Untuk tahun 2024 ini memang terjadi penyesuaian tarif operasional pengajaran tinggi berdasarkan Keputusan Menteri Pengajaran, Kebudayaan, Riset, dan Teknologi RI Nomor 54/P/2024 seputar Besaran Standar Satuan Tarif Operasional Pengajaran Tinggi.

Dalam peraturan tersebut, Standar Satuan Tarif Operasional Pengajaran Tinggi (SSBOPT) memengaruhi UKT disesuaikan berdasarkan sejumlah variabel, yaitu pelaksanaan pembelajaran atau program studi, akreditasi, dan kawasan.

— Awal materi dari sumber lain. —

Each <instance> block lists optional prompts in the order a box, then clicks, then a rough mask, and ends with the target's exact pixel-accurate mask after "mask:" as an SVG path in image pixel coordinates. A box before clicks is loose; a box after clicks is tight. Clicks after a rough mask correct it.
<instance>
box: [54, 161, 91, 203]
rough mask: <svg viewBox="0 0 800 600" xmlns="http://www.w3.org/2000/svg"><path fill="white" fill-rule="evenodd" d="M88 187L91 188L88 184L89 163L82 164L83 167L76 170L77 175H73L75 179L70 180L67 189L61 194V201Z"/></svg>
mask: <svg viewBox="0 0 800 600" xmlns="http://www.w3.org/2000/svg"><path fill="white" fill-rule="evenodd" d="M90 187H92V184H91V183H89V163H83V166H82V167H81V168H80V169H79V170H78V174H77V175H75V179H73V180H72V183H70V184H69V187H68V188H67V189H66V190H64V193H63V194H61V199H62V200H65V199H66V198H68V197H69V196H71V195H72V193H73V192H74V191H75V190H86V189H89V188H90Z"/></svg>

Tarif kuliah yang terus naik setiap tahun membikin mahasiswa kewalahan sehingga tidak heran memunculkan kegusaran dan protes. Saking mahalnya tarif kuliah, banyak calon mahasiswa yang ingin mengundurkan diri sebab tidak sanggup membayar UKT.

Di tengah masa studi, banyak mahasiswa yang mengajukan keringanan tarif kuliah. Bagi yang tetap tidak bisa membayar tarif kuliah, pernah ada solusi memanfaatkan pinjaman daring melalui aplikasi yang berprofesi sama dengan pihak universitas. Sesudah ramai di dunia maya pada Februari lalu, muncul alternatif dari pemerintah untuk memberikan pinjaman pengajaran.

Pinjaman pengajaran ini bernama pinjaman pelajar (student loan) berupa pinjaman lunak yang bisa dibayar setelah mahasiswa lulus kuliah dan ketika sudah mendapat pekerjaan.

Pinjaman pelajar ini direncanakan diperuntukkan bagi mahasiswa dari keluarga menengah sampai hampir kurang sanggup. Mereka inilah yang banyak mengalami kesulitan keuangan dan menunggak UKT, tetapi tidak memenuhi persyaratan untuk mendapat beasiswa bagi mahasiswa miskin (Kompas, 19/3/2024).

Comments are closed, but trackbacks and pingbacks are open.